Dün Hafize Gaye Erkan başkanlığında toplanan Merkez Bankası Para Siyaseti Heyeti (PPK) faiz kararını açıkladı. Buna nazaran PPK siyaset faizi olan bir hafta vadeli repo ihale faiz oranını 250 baz puan artırarak yüzde 17.5‘e yükseltti.
Merkez Bankası’nın faiz kararını eleştiren Babuşcu, “Politika faizi, en az yüzde 20’ye çıkmalıydı. Enflasyon temmuz ayından sonra çok önemli biçimde yükselecek. Temmuz ayı enflasyonunu yüzde 10 civarında bekliyorum. Yılsonu enflasyonu da yüzde 70‘i geçecektir. Enflasyon bu haldeyken bu kadar az faiz artırmak tahlil değil. Türkiye iktisadı şu an şoför kurslarında kullanılan araçlar üzere. Sağ tarafta Cumhurbaşkanı sol tarafta Şimşek oturuyor, Şimşek gaza basıyor, Erdoğan frene basıyor. Bu iş şayet dayanırsa ve Şimşek vazifede kalırsa mahallî seçimlere kadar bu türlü gidecek. Seçimlerin akabinde asıl acı reçete uygulanacak. bugün iktisat açısında yaşadığımız en güzel günler” yorumlarında bulundu.
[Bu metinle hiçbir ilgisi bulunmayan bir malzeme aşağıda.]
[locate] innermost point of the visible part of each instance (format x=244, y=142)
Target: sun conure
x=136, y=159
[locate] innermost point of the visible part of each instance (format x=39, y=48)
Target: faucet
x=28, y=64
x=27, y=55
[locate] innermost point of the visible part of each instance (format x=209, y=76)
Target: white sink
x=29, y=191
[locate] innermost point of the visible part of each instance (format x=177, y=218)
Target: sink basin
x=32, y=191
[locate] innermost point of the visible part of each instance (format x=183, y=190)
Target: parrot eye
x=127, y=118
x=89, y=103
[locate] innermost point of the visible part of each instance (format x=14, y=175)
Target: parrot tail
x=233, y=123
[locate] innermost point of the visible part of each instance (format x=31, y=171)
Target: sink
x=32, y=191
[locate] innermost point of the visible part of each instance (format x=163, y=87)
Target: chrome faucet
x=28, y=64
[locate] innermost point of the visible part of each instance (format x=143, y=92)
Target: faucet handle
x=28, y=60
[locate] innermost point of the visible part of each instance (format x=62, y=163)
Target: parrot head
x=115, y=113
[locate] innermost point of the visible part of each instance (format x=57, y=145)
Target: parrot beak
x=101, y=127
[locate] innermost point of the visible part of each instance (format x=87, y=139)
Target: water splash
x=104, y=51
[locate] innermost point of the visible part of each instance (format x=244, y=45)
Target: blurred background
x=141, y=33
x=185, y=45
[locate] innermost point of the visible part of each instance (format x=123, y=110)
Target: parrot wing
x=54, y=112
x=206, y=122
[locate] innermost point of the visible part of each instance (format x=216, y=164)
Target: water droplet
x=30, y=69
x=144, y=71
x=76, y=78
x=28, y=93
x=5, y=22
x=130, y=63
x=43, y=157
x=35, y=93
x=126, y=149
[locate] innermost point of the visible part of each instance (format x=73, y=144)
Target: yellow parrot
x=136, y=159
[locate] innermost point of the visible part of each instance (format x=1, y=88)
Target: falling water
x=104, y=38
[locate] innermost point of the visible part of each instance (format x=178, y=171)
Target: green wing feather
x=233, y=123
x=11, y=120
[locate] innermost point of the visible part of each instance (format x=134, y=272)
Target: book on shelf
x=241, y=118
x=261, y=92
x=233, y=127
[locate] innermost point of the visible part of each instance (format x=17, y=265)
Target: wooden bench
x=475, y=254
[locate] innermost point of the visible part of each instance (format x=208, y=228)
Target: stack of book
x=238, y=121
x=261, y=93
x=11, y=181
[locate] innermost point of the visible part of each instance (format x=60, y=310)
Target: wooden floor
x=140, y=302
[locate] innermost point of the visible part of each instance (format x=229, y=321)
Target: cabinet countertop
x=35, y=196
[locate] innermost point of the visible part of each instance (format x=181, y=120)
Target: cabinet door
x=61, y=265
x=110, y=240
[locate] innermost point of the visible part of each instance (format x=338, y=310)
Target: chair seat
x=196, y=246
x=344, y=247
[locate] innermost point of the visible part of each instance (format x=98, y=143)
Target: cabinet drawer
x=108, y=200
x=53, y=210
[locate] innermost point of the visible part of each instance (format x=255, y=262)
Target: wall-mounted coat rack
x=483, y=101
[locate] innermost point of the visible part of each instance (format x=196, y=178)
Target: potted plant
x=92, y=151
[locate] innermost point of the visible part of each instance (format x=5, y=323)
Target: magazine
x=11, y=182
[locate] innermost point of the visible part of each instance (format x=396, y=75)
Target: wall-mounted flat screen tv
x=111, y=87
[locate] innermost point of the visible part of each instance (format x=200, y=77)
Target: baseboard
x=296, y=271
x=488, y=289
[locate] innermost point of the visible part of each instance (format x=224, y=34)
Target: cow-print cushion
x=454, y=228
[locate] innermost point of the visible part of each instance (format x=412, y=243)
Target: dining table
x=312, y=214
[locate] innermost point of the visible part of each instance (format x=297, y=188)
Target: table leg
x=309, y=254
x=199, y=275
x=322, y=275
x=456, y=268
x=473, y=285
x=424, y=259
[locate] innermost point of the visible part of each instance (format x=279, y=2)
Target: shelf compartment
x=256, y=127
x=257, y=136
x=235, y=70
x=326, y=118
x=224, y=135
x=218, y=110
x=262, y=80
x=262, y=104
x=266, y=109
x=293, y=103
“ESAS ARTIRIMLAR YILBAŞINDA GELECEK”
“Yapılan artırımları şimdi hissetmedik” diyen Babuşcu kelamlarını şu sözlerle sonlandırdı:
“Zamlar devam edecek. Eylül üzere bu artırımları hissetmeye başlayacağız. Doğalgaz ve elektiriğe de artırım gelecek, zerzevata meyveye gelecek. Seçimden evvel bütçe açığı almış gitmiş, seçimden evvel önemli harcamalar yapılmış. Ayrıyeten Kur Muhafazalı Mevduat hesaplarına haziran ayındaki kur artışı sebebiyle çok önemli ödemeler yapıldı. Maaşlara artırım yapıldı ancak refah düzeyi yükselmedi zira enflasyon yüksek. Enflasyonla iki yıldır ilgilenen yok. Temel artırımlar yılbaşında gelecek. Türkiye iktisadı sarmala girmiş vaziyette. Mahallî seçimler öncesi denetimsiz bir harcama yapılırsa hiperenflasyona gidebilir.”